Radhakrishna, B., K. Saikranthi, and T. N. Rao, 2020: Regional differences in raindrop size distribution within Indian subcontinent and adjoining seas as inferred from global precipitation measurement dual-frequency precipitation radar. J. Meteor. Soc. Japan, 98, 573-584.
Special Edition on Global Precipitation Measurement (GPM): 5th Anniversary
https://doi.org/10.2151/jmsj.2020-030 Graphical Abstract with highlights
Plain Language Summary: Information on raindrop size is useful not only for understanding microphysics of precipitation but also for improving quantitative precipitation estimation, attenuation correction in satellite communications and soil erosion estimates. Understanding the dominant microphysical processes occurring in different climatic regions is also essential for improving the numerical weather prediction (NWP) models. However, measurements of raindrop size are sparse over Indian region, hampering our understanding on the variability of rain drop size in different climatic zones within the South Asian Monsoon. Global Precipitation Mission (GPM) retrieved mass weighted mean diameters (Dm) have been used, for the first time, to understand microphysical variations in different climatic zones of India. Rain rate stratified raindrop size exhibits large spatial variations with larger Dm in dry regions and smaller Dm over oceans. Significant evaporation in dry regions of India and low-level hydrometeor growth over oceans are found to be the dominant microphysical processes controlling the rain drop size. It is also noted that bigger cloud drops not always yield bigger rain drops, particularly over dry continental regions, because of the microphysical processes during the drop descent.

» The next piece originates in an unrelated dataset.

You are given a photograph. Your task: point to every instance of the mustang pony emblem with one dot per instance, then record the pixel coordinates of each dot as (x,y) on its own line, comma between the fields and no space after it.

- Regional differences in rain microphysics (DSD) within South Asian monsoon have been investigated for the first time using GPM measurements.
- Dm show significant spatial variations, indicating large differences in raindrop growth/decay processes in different climatic zones.
- The cloud drops are smaller in size over continental dry regions but the raindrops are larger due to the evaporation of smaller drops.